Safeguard your agentic AI applications with the Amazon Bedrock Guardrails InvokeGuardrailChecks API

Today, we’re announcing a new API with Amazon Bedrock Guardrails. With this API, you can apply individual safeguards, also referred to as safety checks, at any point in your agentic AI applications without creating guardrail resources. The new InvokeGuardrailChecks API gives you the flexibility to invoke supported safeguards at any turn in the agentic loop and take the required action in your application logic. The API operates in detect-only mode and returns numeric scores for each safeguard. You can define custom thresholds and actions in your applications to block, bypass, retry, or log results for auditing purposes based on your specific requirements.
Amazon Bedrock Guardrails provides configurable safeguards to help you build safe generative AI applications. With comprehensive safety controls across foundation models, Amazon Bedrock Guardrails helps you detect and filter undesirable content and protect sensitive information in both user inputs and model responses.
The new InvokeGuardrailChecks API extends these capabilities for agentic AI applications with multi-turn workflows. AI agents plan tasks, invoke tools, process outputs, and iterate through loops, often without direct user interaction. Each step in this loop carries a different risk profile and requires different safeguards. With the InvokeGuardrailChecks API, you can apply the checks you need, where you need them, without the operational overhead of provisioning separate guardrail resources for each stage. The API returns a numeric score that helps you define your own threshold and action for your application. In this post, we walk through how the InvokeGuardrailChecks API works and how to use it to build safe, multi-turn agentic AI applications.
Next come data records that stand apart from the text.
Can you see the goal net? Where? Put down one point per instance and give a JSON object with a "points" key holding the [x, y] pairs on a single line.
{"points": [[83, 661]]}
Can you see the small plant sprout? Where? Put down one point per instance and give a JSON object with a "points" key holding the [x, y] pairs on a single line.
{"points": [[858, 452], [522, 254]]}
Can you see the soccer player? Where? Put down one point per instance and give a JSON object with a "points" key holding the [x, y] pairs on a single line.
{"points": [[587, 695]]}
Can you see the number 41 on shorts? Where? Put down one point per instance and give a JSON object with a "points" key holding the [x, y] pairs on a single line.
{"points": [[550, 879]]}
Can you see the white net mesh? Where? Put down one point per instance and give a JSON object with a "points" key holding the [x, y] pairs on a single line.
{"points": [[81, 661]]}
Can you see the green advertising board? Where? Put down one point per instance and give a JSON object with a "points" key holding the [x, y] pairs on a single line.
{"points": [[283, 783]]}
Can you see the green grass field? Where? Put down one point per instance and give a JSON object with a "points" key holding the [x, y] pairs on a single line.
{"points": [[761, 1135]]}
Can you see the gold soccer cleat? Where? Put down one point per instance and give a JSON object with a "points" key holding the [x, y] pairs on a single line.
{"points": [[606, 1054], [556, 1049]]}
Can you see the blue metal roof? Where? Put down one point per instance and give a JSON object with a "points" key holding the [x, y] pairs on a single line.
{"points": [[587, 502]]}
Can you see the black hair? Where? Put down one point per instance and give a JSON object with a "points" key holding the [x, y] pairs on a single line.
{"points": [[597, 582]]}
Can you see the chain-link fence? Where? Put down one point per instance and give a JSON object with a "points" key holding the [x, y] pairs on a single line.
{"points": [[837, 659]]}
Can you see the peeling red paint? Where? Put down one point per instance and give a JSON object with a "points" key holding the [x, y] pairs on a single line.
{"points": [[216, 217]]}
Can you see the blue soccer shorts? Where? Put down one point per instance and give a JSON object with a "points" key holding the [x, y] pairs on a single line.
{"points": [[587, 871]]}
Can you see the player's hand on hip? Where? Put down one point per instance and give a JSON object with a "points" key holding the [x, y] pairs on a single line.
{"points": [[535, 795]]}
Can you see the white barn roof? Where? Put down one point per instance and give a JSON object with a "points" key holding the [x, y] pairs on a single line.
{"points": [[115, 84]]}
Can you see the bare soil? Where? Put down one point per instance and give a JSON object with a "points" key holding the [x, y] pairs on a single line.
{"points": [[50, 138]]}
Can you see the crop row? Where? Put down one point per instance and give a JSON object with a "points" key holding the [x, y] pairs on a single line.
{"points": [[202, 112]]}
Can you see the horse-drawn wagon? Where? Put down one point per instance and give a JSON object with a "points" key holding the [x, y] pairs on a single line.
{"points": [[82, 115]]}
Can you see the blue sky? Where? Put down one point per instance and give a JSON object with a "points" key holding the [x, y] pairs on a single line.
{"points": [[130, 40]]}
Why agentic AI needs targeted safety controls
Generative AI applications typically follow a familiar pattern: a user sends a prompt, the model responds, and a guardrail evaluates both. You create one guardrail resource, configure your policies, and apply it uniformly.
AI agents work differently. They operate in loops, receiving input, generating a response, and repeating multiple turns in a conversation. A single user session might involve 10, 20, or more turns. Each turn has two stages where safety checks matter: before the content goes to the model (input), and before the model response goes back to the user (output).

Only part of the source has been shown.